With the Quebec decision still under reserve, approval of the negotiated settlement in Ontario was granted by the Ontario Superior Court of Justice on December 22, 2003. The approval was for a national class (which excluded British Columbia residents but included Quebec residents). Approval was granted notwithstanding the fact that the Court had been informed of the status of the proceedings in Quebec.

The next day, December 23, 2003, the Quebec Superior Court granted Mr. Lépine’s motion seeking authorization of the class action. On February 21, 2004, a notice appeared in various Quebec publications advising that the Quebec class action had been authorized and that the action would be issued and served.

On April 7, 2004, the Supreme Court of British Columbia certified and approved the settlement as it related to the action filed on behalf of residents of British Columbia. In accordance with the settlement agreements, notices were published across Canada, including in Quebec, Ontario and British Columbia, notifying class members of the settlement in Ontario and British Columbia, and the procedure for making claims.

Canada Post then filed a motion before the Quebec Superior Court to have the decision of the Ontario Superior Court of Justice approving the settlement recognized and declared enforceable, with the result that the Quebec class action would be dismissed on the basis of res judicata. The Quebec Superior Court refused to grant Canada Post’s motion. In doing so, the Quebec Superior Court quoted extensively from a decision of the Ontario Court of Appeal, Currie v. McDonald’s Restaurants of Canada Limited,1 and from the Ontario court’s analysis of the procedural requirements that must be satisfied before a decision authorizing a class action which purports to bind non-resident class members can be enforced. In particular, the Court discussed at length the requirement that adequate notice be given. The Quebec Superior Court found that publication of the notice regarding the Quebec action and the notice with respect to the settlement approved in Ontario, combined with the fact that the Ontario notice did not tell class members how to distinguish between their rights under the two class actions, was a source of confusion. Consequently, the Ontario decision could not be recognized and enforced in Quebec.

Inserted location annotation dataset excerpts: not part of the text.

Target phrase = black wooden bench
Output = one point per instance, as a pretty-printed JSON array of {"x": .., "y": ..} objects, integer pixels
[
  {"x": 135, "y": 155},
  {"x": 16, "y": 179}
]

The Quebec Court of Appeal agreed with the Quebec Superior Court. The Court of Appeal was of the view that the Ontario Superior Court of Justice should have declined to exercise jurisdiction over Quebec residents and that the notice of the proposed settlement was confusing and inadequate. Consequently, the Court of Appeal held that the Quebec Superior Court was right to declare the settlement approved in Ontario unenforceable against Quebec residents. The Court of Appeal found that failure to provide proper notice was a violation of the fundamental principles of procedure, pursuant to Article 3155 (3) of the Civil Code of Québec. Based on the principles of Article 3155, the Court of Appeal agreed that the Quebec Superior Court was justified in not recognizing the Ontario decision. The Quebec Court of Appeal also expressed concerns over why the Ontario Superior Court of Justice, guided by the principles of courtesy between the provinces, had not declined to exercise its jurisdiction with respect to Quebec residents given the courtesy it had extended to the Supreme Court of British Columbia.

The Supreme Court of Canada’s decision to grant leave seems to be a sign that the Supreme Court is interested in considering the issue of national class actions in Canada. It remains to be seen whether the Supreme Court of Canada will provide specific guidance to courts with respect to principles applicable to national class actions or if it will focus on the particular facts of this case.